Au final, après la reconstruction « à neuf », j’ai revendu ma maison.

Conclusion

Que faut-il en conclure ? Que cela n’arrive pas qu’aux autres ? C’est une évidence. L’audit des risques est une tâche importante et encore plus dans le monde de l’élevage où de nombreux points ne rentrent pas dans les cases standards des assureurs. Que ce soit les parcs en grilles ou en grillage, les cabanes, les animaux, il faut tout prendre en compte afin de ne pas ajouter des tracas supplémentaires à un sinistre déjà difficile à gérer.

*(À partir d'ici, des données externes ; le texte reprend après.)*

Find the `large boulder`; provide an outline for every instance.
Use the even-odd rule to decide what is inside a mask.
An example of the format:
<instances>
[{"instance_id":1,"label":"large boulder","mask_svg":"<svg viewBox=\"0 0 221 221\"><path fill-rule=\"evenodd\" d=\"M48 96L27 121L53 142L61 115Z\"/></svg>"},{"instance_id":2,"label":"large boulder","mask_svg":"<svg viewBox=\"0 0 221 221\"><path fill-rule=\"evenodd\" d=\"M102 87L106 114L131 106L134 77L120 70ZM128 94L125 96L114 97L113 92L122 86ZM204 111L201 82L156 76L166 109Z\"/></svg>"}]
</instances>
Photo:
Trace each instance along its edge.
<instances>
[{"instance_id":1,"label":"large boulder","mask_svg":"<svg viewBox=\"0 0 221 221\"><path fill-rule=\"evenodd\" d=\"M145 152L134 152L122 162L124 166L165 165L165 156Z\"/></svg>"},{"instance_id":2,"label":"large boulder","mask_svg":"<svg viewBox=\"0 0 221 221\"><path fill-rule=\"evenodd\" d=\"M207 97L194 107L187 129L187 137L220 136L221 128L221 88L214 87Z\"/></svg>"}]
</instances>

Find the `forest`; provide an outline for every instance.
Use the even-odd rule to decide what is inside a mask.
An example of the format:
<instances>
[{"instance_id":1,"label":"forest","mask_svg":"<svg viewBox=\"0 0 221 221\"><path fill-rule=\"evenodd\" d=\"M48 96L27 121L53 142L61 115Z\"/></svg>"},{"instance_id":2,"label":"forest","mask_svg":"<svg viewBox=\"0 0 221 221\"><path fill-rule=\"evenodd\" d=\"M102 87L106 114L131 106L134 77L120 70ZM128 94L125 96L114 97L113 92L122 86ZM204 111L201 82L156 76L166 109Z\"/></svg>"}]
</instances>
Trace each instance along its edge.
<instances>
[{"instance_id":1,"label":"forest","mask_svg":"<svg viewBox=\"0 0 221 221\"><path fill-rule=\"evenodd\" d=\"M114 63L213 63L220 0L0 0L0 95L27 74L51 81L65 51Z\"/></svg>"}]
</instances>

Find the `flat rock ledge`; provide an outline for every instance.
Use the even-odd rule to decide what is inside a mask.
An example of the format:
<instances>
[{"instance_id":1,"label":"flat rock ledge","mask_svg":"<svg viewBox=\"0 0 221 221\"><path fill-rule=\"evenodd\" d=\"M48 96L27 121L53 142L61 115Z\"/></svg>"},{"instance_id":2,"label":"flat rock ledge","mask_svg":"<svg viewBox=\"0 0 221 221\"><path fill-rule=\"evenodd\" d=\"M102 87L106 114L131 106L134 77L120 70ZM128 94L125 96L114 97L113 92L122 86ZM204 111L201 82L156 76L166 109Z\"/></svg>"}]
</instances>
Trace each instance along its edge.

Que se passera-t-il si les grilles des parcs s’envolent en cas de tempête libérant les animaux de leurs parcs ? De même, pour les bâtiments en dur, si le toit s’envole, que se passe-t-il ? Et si une coupure de courant prolongée durant l’hiver ne permet plus d’avoir de chauffage, que vont devenir les bébés en nurserie ? Et les congélateurs hors service pour le BARF ou le stock de croquettes mouillé ? C’est tout autant de cas qu’il faut pouvoir appréhender.

Je tiens, une fois encore, à remercier le Cabinet Roux sans qui je n’aurais jamais eu ce transfert de compétences mais aussi mon agent d’assurance AVIVA – Mortagne-au-Perche, Mickael Bourvier qui a suivi l’écriture de cet article avant sa publication.